BUDDA BAKER: I feel the same as Coach. All the losses, nobody likes to lose. All the losses keeps getting to you, and you just got to, you know, dig in and just, like, say I hate to lose and just go on each day, one day at a time, on trying to get better.
And, you know, all the stuff Coach Pete preaches, taking each opportunity one at a time, each day one at a time, each lift one at a time when it was summertime. And then, you know, everything else will take care of itself. And that's what we did.
Q. Budda, how big of a step would it be for this program, for this league to beat the number one team in the nation Saturday?
BUDDA BAKER: I mean, it would be a big step. You know, Alabama's been, you know, Alabama for years. And it would be a big step to win. But you also got to -- we also got to know and realize, like, there's two more games left. So you beat Alabama, you still got another game to play. So it's not no celebration, you know, pop out the cans of soda and all that type of stuff. Like we got another game to play the next week.
So we'll celebrate that night if we win, and then the next week we have a game. So it will be a great, great big step if, though. Alabama, they're a great offense, tremendous defense, special teams great. You know, no weaknesses.
THE MODERATOR: Coach, did you want to address that as well, knocking off the number one team?
PETE KWIATKOWSKI: Oh, yeah, it would be quite an accomplishment and it's a big-time challenge. But we would -- yeah, that would be a great feeling. But like, echo what Budda said, we would have another one right behind it so we wouldn't be able to celebrate that too long.
THE MODERATOR: Joining us now for the second session, we've linebacker Keishawn Bierria, cornerback Kevin King, cornerback Sidney Jones and linebacker Psalm Wooching.
Gentlemen, I guess just to get you warmed up in here, we'll just go down the line and give us your favorite experience from Bowl Week so far out of the activities that you've been able to participate in.

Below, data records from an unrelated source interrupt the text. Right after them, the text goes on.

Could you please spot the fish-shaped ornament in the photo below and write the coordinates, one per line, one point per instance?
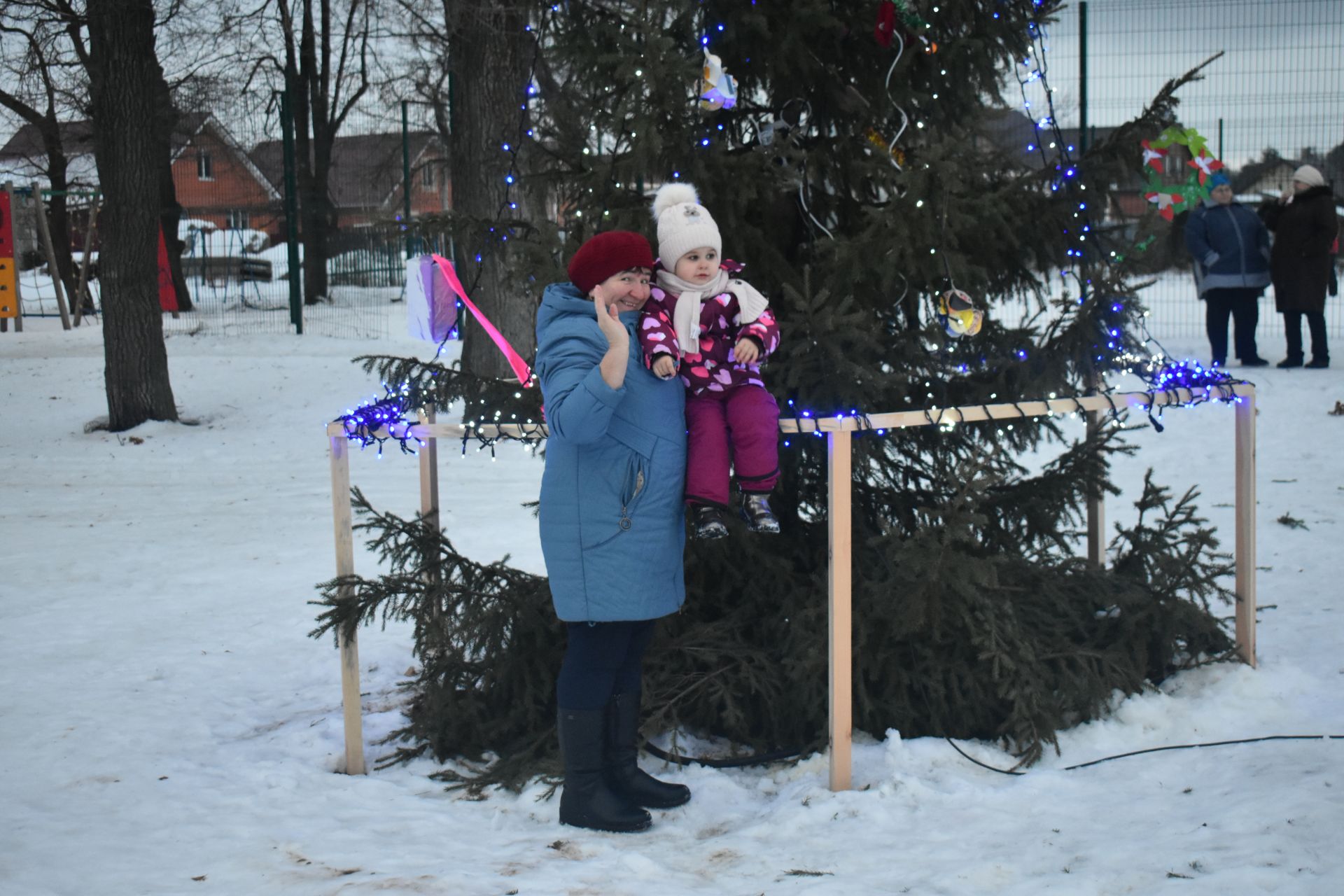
(958, 315)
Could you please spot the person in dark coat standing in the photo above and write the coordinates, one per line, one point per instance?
(1230, 248)
(1304, 223)
(612, 523)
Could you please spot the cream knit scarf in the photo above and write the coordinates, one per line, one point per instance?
(686, 317)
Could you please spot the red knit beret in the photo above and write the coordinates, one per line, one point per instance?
(608, 254)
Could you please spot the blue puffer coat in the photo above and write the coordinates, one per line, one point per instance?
(1230, 248)
(610, 514)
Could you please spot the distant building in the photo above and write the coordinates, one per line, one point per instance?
(214, 178)
(368, 174)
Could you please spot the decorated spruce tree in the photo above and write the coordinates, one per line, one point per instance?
(860, 174)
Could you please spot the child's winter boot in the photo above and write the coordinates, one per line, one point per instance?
(707, 522)
(756, 511)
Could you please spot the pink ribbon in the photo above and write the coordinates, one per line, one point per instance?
(515, 360)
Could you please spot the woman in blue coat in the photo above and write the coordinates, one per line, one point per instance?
(612, 523)
(1230, 248)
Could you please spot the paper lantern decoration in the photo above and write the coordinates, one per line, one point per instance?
(718, 89)
(430, 301)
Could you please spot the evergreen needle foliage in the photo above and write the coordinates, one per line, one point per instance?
(974, 617)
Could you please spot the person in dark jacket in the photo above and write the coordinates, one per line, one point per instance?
(612, 523)
(1230, 248)
(1304, 223)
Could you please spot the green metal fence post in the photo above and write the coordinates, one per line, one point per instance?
(296, 292)
(406, 181)
(1082, 77)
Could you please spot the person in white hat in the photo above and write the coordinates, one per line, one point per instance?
(714, 331)
(1306, 226)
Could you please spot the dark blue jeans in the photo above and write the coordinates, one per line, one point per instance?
(1242, 305)
(603, 659)
(1294, 330)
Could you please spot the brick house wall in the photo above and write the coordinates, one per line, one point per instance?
(216, 184)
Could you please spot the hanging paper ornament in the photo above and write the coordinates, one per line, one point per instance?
(910, 16)
(718, 89)
(1168, 203)
(1206, 166)
(430, 302)
(1172, 199)
(1152, 156)
(898, 155)
(886, 26)
(958, 315)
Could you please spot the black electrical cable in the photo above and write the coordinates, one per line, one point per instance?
(738, 762)
(1136, 752)
(778, 755)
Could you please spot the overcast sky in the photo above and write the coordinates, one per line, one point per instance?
(1280, 83)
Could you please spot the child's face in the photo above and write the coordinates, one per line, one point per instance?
(699, 265)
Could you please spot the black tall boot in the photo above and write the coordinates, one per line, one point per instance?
(624, 776)
(587, 801)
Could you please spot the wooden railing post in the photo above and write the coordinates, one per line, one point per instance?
(1246, 527)
(343, 520)
(839, 479)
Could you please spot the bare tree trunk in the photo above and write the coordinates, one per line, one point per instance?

KEISHAWN BIERRIA: For me, it was probably being able to go to Martin Luther King's church and just hear the panel just speak to us about, like, what he went through in his life and what he achieved. And we see that on an everyday basis. But being able to see and hear words out of their mouth and their stories was a great experience for me.

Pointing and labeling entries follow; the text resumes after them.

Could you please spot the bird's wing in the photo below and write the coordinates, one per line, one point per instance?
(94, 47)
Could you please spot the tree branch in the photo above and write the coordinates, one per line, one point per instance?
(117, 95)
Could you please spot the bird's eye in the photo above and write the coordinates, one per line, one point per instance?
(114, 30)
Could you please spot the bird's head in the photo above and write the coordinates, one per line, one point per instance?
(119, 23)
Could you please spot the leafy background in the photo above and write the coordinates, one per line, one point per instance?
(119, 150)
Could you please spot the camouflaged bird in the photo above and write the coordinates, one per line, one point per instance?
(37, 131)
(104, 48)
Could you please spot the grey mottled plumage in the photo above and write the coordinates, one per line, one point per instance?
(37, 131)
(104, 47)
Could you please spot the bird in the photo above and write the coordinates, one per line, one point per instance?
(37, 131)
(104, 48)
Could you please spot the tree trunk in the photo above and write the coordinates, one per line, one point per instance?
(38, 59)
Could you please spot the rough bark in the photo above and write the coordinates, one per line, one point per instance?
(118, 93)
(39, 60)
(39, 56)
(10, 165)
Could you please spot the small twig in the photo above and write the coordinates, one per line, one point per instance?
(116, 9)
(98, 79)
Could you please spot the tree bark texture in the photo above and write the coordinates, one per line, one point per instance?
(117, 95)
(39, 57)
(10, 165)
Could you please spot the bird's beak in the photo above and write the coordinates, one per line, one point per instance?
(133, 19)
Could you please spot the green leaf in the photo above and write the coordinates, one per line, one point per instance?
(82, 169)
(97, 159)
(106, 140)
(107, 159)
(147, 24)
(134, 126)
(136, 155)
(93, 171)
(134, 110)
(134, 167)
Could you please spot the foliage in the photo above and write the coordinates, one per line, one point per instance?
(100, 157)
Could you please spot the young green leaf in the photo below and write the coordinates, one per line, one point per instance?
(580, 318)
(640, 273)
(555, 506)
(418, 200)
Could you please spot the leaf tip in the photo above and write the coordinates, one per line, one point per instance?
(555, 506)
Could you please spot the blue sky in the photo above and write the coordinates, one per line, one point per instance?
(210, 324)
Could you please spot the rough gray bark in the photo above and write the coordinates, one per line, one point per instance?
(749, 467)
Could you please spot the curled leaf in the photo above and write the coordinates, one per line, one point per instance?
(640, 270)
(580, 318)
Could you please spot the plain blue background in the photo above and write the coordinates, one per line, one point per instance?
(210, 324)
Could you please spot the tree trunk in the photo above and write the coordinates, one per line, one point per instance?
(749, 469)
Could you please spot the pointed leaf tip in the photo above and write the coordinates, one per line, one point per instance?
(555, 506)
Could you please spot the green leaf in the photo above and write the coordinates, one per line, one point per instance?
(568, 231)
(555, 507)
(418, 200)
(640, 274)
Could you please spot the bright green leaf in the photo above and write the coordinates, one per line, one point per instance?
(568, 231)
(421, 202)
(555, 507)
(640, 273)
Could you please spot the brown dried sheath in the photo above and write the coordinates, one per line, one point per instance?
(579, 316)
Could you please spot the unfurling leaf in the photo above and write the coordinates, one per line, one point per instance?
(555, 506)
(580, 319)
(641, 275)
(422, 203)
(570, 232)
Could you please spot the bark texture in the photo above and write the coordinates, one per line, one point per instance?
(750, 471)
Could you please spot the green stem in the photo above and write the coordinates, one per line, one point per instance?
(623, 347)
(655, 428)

KEVIN KING: I think that was probably the best experience for me as well. I'm an A.S. major, which is American Ethnic Studies, so I spent a lot of time in college, taking a lot of classes about the Civil Rights Movement and things that went on like that. So actually seeing the panel and seeing some of the people who I actually studied, you know, and people who I seen in different movies and documentaries when I was in class was actually pretty cool, being able to see that. So that was probably the best.
SIDNEY JONES: Same for me, these two guys. M.L.K. memorial, the church, that was a great experience for me as well. Just seeing, like, the history, learning about my culture, just everything about that.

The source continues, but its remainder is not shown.